Here are some more Marianne surprises:
Last year when I was browsing the clearance racks....no wait, let me go further back. My sisters HATE "Twilight" with every fiber of their being. They're what you might call literature snobs. I too, am a literature snob but nothing remotely CLOSE to what they are. (However, all three of us refuse to be one of Oprah's reading minions so you won't catch us anywhere NEAR her recommendations. When she listed "East of Eden" as one of her book club picks I almost went into mourning. I adore that book and people acted like she plucked it out of obscurity.) So anyway, my best friends Denise and Kathy read the Twilight series and recommended them. I, in hindsight, made the mistake of saying yes and read the entire "Twilight" series too.
And then I made my second grievous error. I went and saw the movies with Denise and Kathy which is akin to dipping puppies in hot oil in both my sister's eyes. (Aside: Denise goes to watch. Kathy and I like to play Mystery Science Theatre 3000 with every movie we see and usually wind up pissing off Denise and everyone around us while we cry laughing throughout the entire thing. Denise has learned her lesson and doesn't take us to see movies in the theater together anymore.)
So how were the books and the movies? OK. Not great, but an entertaining summer read and mediocre escapism that glitters when sun hits it. However, I learned my lesson and never again will I get caught up in the hype. (I'm looking at you "Fifty Shades of Grey") But NO! You can't tell my sisters that. I read the books, saw the movies with my friends, therefore I have Jacob and Edward posters hanging above my bed, wear Twilight t-shirts, secretly hope that my husband is a mythical creature, and I'm getting Twilight tattoos. I mentioned I HATE them both right?

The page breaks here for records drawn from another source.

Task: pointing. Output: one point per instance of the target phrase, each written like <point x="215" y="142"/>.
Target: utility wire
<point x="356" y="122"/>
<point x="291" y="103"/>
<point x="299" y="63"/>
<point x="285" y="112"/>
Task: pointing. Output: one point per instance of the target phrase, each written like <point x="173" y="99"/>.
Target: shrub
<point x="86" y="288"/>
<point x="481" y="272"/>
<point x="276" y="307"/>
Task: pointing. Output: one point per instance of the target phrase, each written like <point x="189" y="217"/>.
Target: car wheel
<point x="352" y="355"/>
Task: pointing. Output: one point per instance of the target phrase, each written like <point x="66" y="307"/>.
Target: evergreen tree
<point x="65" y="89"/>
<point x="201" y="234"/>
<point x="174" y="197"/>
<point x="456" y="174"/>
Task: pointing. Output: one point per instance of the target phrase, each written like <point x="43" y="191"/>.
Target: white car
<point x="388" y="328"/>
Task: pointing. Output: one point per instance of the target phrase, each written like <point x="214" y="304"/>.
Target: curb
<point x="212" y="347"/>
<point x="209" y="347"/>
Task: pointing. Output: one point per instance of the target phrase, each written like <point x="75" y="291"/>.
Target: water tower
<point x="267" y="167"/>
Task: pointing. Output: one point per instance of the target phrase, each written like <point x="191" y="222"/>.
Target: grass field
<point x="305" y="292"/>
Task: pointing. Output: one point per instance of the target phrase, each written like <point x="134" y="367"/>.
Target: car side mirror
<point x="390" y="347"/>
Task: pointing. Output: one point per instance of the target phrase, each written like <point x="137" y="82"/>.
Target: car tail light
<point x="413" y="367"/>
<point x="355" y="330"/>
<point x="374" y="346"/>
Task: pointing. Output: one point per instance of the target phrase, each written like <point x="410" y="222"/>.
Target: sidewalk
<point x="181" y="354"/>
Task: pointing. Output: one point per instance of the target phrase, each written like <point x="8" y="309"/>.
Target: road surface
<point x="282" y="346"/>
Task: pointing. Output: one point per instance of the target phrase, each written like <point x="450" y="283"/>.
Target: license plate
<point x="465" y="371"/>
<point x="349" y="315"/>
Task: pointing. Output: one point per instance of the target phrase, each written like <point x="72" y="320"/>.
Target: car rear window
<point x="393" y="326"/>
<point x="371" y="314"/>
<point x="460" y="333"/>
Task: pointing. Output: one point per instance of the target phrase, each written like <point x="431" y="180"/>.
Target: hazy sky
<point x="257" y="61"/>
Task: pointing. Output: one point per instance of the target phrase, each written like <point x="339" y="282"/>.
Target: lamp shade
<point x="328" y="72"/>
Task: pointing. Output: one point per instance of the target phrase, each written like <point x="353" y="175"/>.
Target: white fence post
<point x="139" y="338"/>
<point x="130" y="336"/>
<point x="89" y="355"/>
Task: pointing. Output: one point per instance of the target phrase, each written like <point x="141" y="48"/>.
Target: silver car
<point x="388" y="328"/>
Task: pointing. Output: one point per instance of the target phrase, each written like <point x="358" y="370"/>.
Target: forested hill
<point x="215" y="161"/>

|A visual of what my sister's think I am, having tainted my mind with glittery filth.|
But I could only find ONE! NOOOOOOO!! How could the gods be so cruel!!?? Don't they realize I have TWO people who need horrible ornaments?
Well, I couldn't leave one sister without the beauty of having the most loathsome item she could think of hanging from her tree. So I was forced to make one. (Another Aside: If you haven't seen this "Bad Lip Reading--Twilight do yourself a favor. They're hysterical.)
I was rewarded with my sister Marianne audibly groaning when she opened up the Hallmark ornament and a "Are you effing serious?" Judy couldn't believe I took the time to actually print out and Modge Podge and glitter the crap out of it. Little does she realize, I would have walked to the ends of the earth to make her miserable.
Here is this year's haul:
|Homemade Twilight Heart (with glitter!), Number 2 pencil, Grilled Cheese, PB and J, orange glitter rubber duck, Elvis dog, official Twilight, Gladiator Santa, Hot Dog|
I was, in turn, given a grilled cheese sandwich AND a peanut butter and jelly sandwich ornament both of which my kids think are hilarious. I'm letting them play with them in the hopes that they get broken.